# Happy birthday Mark!!



## fpnmf (Nov 18, 2011)

Today is MBalli3011 birthday..

From yer pal in North Fl!!

  Craig

http://www.smokingmeatforums.com/t/84065/happy-birthday-mballi3011


----------



## boykjo (Nov 18, 2011)

Have a good one mark.............................
	

	
	
		
		



		
			






Joe


----------



## Bearcarver (Nov 18, 2011)

Happy Birthday Mark!!!

Here's some Ribs for your B'day:







Bear


----------



## chef jimmyj (Nov 18, 2011)

Happy Birthday....How many this make?...JJ


----------



## dewetha (Nov 18, 2011)

Happy Birthday!


----------



## venture (Nov 18, 2011)

3011?  I had no idea he was that old?

Happy Birthday to a great guy!

Good luck and good smoking.


----------



## oldschoolbbq (Nov 18, 2011)

,Mark. Hope it's a good one with all you wanted and more.\

Stan and Trish    aka    oldschool


----------



## daveomak (Nov 18, 2011)

Mark... so you are another year wiser..... and what everyone else said.... Dave


----------



## pineywoods (Nov 18, 2011)

Happy Birthday Mark


----------



## mballi3011 (Nov 18, 2011)

Well Thanks alot guys and girls for the birthday wishes. I'm having fun running around New York City and just ate at Hill Country BBQ in the east village. Let me tell you they had THE best beef and spare ribs that I have ever eaten. Yes I said it "The Best" that I have eaten. We are just running around from restaurant to restaurant. Next up is The Meatball Factory then it's M Wells to finish off the Birthday Feast. So thanks again.


----------



## desertlites (Nov 18, 2011)

Happy B-day Buddy, hope you enjoy it up there in the Big city. Just don't try there Salsa.


----------



## africanmeat (Nov 19, 2011)

Happy birthday


----------



## erain (Nov 19, 2011)

Happy BDay Mark! hope ya have a great day!!!


----------



## smokingohiobutcher (Nov 19, 2011)

Happy Birthday Man!!! Heres To Ya!!!  ~  \_/ ~  CLINK!!  NAAHH!!! Lets Make It A Double!! 
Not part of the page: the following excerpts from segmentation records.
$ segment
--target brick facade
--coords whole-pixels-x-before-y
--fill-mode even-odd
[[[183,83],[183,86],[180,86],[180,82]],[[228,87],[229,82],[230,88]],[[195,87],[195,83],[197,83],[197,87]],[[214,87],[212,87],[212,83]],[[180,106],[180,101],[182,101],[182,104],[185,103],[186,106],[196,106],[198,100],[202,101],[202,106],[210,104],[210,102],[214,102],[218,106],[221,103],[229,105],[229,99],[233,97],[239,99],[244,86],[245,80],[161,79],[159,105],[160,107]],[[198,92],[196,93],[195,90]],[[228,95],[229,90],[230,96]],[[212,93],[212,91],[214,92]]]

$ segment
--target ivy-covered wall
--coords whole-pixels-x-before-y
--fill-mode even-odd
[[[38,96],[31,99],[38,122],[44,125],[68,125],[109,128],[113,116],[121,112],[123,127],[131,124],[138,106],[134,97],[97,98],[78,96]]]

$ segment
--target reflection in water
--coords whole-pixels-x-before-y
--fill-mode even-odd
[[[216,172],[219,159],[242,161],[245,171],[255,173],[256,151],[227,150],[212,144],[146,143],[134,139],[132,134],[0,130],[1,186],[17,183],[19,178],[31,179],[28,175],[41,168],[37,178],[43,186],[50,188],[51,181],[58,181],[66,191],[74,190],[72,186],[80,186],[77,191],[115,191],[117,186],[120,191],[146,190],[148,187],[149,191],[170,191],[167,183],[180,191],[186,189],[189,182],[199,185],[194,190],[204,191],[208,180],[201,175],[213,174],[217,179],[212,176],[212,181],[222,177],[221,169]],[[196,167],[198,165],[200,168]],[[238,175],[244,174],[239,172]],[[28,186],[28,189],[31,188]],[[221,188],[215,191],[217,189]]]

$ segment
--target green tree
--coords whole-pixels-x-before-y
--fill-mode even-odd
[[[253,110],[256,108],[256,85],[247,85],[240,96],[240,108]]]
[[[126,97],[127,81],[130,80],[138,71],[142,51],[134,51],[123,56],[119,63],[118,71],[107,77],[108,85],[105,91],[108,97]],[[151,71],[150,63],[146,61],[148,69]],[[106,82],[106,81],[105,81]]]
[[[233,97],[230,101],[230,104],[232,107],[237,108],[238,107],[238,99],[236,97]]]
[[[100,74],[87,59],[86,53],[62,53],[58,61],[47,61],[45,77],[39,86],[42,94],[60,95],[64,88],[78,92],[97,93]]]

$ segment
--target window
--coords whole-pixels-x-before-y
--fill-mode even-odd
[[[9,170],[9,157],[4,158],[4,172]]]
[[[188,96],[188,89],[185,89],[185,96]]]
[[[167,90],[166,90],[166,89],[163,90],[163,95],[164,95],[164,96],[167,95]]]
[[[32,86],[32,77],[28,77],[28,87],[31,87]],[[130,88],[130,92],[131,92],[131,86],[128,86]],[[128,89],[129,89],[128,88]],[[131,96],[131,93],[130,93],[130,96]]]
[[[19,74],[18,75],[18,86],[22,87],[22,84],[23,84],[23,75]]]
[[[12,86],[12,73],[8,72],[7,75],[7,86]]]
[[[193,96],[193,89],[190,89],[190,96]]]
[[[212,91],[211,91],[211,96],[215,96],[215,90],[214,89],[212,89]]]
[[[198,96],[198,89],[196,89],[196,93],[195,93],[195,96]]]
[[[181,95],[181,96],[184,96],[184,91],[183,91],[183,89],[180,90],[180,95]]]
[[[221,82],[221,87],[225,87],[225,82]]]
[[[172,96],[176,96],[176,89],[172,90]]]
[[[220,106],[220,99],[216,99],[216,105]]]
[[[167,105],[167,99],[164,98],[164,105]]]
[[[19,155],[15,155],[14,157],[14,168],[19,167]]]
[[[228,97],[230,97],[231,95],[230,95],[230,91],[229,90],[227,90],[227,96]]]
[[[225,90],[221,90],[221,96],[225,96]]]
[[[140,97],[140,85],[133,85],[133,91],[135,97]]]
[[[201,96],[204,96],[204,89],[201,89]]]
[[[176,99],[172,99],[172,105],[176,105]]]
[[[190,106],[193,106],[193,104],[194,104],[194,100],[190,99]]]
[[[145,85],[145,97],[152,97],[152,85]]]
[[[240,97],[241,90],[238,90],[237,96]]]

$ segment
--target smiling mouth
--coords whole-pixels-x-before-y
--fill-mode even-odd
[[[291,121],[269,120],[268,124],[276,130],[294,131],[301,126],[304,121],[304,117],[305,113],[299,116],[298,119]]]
~\_/ \_/ ~ You've Earned It!! CLINK...GULP.....AAAAHHHH!!!!

SOB


----------



## jjwdiver (Nov 19, 2011)

Happy Birthday Mark - I hope you are enjoying the weekend!

John


----------



## SmokinAl (Nov 19, 2011)

Happy birthday Mark! Have a great weekend!


----------



## DanMcG (Nov 19, 2011)

Happy Birthday Ya Old Fart. Take the day off and have some fun.


----------



## shooterrick (Nov 19, 2011)

Have a great day my friend.


----------



## ptcruiserguy (Nov 19, 2011)

Happy Birthday Mark, and from the sound of it, it is turning out to be a really good one.


----------